Three A’s of Servanthood
Jesus entered Jericho and was passing through. A man was there by the name of Zacchaeus; he was a chief tax collector and was wealthy. He wanted to see who Jesus was, but because he was short he could not see over the crowd. So he ran ahead and climbed a sycamore-fig tree to see him, since Jesus was coming that way. When Jesus reached the spot, he looked up and said to him, “Zacchaeus, come down immediately. I must stay at your house today.” So he came down at once and welcomed him gladly. All the people saw this and began to mutter, “He has gone to be the guest of a sinner.” But Zacchaeus stood up and said to the Lord, “Look, Lord! Here and now I give half of my possessions to the poor, and if I have cheated anybody out of anything, I will pay back four times the amount.” Jesus said to him, “Today salvation has come to this house, because this man, too, is a son of Abraham. Luke 19:1-9
When Jesus left His home in heaven, He didn’t come to earth to be a superstar. He came to serve. As His disciples, we’ve been left here on earth to follow His example and serve a lost and hurting world. The story of Zacchaeus shows us three Christ like qualities we need to develop in order to serve as the Lord did.
Awareness: Although surrounded by a crowd, Jesus stopped and took notice of one particular man perched in a tree. Zacchaeus was hated and rejected because he was a tax collector. Although he was rich, there was something missing in his life, and Christ recognized his need.
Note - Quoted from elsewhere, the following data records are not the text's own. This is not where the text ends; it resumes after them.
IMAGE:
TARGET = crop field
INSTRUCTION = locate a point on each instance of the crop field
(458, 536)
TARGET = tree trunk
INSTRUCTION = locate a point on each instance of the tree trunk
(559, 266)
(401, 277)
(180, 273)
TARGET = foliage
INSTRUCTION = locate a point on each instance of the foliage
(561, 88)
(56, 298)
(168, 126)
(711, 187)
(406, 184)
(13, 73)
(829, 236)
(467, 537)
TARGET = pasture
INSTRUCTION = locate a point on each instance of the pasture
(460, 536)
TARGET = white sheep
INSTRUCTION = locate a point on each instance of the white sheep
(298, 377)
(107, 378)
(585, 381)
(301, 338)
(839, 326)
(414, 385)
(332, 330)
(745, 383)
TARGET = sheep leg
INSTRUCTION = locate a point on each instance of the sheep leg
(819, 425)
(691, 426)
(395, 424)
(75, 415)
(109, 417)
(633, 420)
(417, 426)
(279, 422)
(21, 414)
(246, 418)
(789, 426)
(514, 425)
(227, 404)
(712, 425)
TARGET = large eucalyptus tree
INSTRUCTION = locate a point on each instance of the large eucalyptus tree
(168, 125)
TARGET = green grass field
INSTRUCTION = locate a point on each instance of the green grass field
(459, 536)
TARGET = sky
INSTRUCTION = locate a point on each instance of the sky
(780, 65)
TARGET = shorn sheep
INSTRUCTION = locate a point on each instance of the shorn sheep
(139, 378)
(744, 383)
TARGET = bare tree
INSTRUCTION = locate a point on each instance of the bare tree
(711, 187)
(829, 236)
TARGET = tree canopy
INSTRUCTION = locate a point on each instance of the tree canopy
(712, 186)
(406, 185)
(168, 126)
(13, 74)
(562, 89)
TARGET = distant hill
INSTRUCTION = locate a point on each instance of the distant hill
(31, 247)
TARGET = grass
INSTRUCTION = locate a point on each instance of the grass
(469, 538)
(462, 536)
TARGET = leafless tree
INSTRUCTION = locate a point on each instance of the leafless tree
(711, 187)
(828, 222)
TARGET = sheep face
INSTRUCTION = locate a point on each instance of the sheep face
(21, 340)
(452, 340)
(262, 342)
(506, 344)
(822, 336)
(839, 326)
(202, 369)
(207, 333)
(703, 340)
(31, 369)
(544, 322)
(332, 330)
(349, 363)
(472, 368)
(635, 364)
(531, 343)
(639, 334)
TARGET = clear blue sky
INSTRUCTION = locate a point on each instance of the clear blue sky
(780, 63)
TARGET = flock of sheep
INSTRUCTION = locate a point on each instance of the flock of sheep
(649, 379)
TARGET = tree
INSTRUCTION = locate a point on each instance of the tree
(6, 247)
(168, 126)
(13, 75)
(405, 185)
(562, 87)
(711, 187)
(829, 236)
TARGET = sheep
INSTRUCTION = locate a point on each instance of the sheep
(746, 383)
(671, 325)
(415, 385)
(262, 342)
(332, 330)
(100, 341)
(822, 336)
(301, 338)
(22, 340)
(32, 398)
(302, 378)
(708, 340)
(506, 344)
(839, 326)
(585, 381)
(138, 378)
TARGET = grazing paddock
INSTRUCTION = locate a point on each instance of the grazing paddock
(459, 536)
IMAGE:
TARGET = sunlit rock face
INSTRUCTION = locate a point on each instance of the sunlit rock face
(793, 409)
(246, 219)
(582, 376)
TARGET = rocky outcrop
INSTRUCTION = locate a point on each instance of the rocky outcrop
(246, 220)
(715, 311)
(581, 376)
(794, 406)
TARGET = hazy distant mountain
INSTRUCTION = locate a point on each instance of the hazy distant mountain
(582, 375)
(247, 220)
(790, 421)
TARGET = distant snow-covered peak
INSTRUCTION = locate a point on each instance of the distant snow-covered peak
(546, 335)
There are people all around us “hanging in trees” – needy, empty, and searching for hope. But too often, we’re preoccupied with our activities and don’t even notice them.
Availability: Jesus was heading to Jerusalem to carry out the most important act in human history: our redemption. Yet He stopped to have a meal with a spiritually needy man. What could be so important that it keeps you too busy to give others what they need most – your time?
Acceptance: Although Zacchaeus was a notorious sinner, Jesus didn’t say, “Clean up your act, and then I’ll come to your house.” We’re called, not to fix people but to share the transforming gospel of Christ.
How are you doing at serving those around you? Maybe it’s time to slow down and open your spiritual eyes to see all the needy people. God places opportunities all around us, but if we’re not attentive, we’ll miss them. Sometimes you just have to look up to see who’s in the tree.